This unusual man has given rise to an unusual book. Historian Ruth Scurr presents us with a volume which is partly biography, partly memoirs, based on extracts from his notes to form a kind of journal. The story begins with recollections of his childhood, written in 1634, when he was aged eight, to shortly before his death in 1697. In the opening pages we come face to face with the slightly precocious observations of a sickly child, a loner who learnt much from watching people around him, and from exploring the countryside and coastal areas of Wiltshire, the county of his birth. As a small boy he feels bored and isolated. 'My imagination is like a mirror of pure crystal water, which the least wind does disorder and unsmooth.'
The young man who evidently supported the monarchy, and feared the consequences of havoc wrought by the regime of Oliver Cromwell, seems to have been motivated partly by a mission to help preserve the heritage of old England before the commonwealth destroyed everything he loved. He was only sixteen years old and beginning to discover a love of libraries and intellectual company at Oxford when the civil war broke out, and made the unhappy discovery that soldiers were starting to destroy the treasures of the Bodleian and nearby colleges. This drove him to salvage medieval manuscripts from abbeys and churches which were being used as lining for pastry dishes, as well as pursue his hobbies of collecting petrified cockle shells, and digging up Roman coins. Soon he began to interview local people with interesting tales to tell, as if conscious of a need to document social history before the knowledge was lost altogether.

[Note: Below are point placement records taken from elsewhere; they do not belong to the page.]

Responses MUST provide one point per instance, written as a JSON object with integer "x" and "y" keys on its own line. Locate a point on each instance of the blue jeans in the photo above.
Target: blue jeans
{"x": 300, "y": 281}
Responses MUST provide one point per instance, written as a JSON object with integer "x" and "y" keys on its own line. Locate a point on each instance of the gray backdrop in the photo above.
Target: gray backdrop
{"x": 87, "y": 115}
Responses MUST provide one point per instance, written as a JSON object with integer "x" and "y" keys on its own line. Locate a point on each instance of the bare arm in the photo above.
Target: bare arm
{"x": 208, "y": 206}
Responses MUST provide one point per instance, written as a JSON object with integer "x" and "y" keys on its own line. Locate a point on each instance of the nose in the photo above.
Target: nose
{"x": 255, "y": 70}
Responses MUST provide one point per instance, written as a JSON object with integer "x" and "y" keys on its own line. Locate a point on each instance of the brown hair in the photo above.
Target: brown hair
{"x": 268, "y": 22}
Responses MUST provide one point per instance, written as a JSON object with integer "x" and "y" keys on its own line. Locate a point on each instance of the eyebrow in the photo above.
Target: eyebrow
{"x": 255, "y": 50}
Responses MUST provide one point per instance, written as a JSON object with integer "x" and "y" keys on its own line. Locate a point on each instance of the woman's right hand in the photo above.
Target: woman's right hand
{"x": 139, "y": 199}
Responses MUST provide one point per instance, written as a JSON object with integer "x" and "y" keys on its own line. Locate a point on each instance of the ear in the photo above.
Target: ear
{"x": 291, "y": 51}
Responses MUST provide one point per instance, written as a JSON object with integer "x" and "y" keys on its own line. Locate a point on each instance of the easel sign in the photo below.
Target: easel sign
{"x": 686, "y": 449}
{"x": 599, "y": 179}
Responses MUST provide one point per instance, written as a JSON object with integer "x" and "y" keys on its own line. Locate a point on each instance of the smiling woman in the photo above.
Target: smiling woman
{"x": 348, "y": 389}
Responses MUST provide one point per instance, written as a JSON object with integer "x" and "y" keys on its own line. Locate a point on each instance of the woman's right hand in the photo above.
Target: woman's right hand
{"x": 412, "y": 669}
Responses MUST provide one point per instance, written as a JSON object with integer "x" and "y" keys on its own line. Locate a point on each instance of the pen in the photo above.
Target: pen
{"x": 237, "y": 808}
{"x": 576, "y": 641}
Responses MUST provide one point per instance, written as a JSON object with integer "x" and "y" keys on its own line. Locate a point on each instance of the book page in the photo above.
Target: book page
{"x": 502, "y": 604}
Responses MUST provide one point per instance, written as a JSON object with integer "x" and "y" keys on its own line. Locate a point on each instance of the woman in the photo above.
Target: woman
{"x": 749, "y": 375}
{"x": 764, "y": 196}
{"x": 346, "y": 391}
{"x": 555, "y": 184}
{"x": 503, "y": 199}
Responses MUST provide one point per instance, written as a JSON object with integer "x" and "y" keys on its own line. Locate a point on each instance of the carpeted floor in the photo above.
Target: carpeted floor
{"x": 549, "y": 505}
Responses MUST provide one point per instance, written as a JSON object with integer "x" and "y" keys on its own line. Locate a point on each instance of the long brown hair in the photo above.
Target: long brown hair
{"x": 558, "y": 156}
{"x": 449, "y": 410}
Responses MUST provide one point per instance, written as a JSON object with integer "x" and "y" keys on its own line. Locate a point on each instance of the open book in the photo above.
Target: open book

He was the first person to make records of prehistoric monuments and remains, and is credited as the man who discovered the Avebury stone circles. Aware of the importance of his work and that he had a major role to play in bequeathing his knowledge to later generations, he became a member of the newly-established Royal Society. From time to time he also commented on important events of the day, noting in May 1660 that after the recall and return of King Charles II there was so much rejoicing in Malmesbury, 'so many volleys of shot and cannon fired in celebration by the inhabitants of the hundred, that the noise thoroughly shook the abbey church.'
Early in his adult life, he realised that there was much interest to be derived in writing about his contemporaries, and became preoccupied with the idea of producing the short lives with which his name will forever be associated. Friends urged him to 'make haste' before anybody else stole his ideas. It was partly the threat of legal action and partly his inability to organise his records which prevented him from publishing them during his lifetime. When he knew that he was dying, he wrote sadly that his papers were chaotic; 'I wish I had transcribed them into a fair copy soon after my perambulation.'
His generous trusting nature and willingness to help fellow-antiquaries less conscientious than himself sometimes threatened to be his undoing. In one entry, we learn that two volumes of notes he lent to a friend via a third party had probably been lost as the latter had since died of smallpox, and at the same time his draft natural history of Wiltshire had reached another friend, but in a box 'broken to splinters' after having been months in transit. 'Thus we see how manuscripts are apt to be lost!' But he admitted that transcribing them was a tedious task, and one day he awoke in anguish, thinking he would die before he completed doing so, in which case all his work would have been lost.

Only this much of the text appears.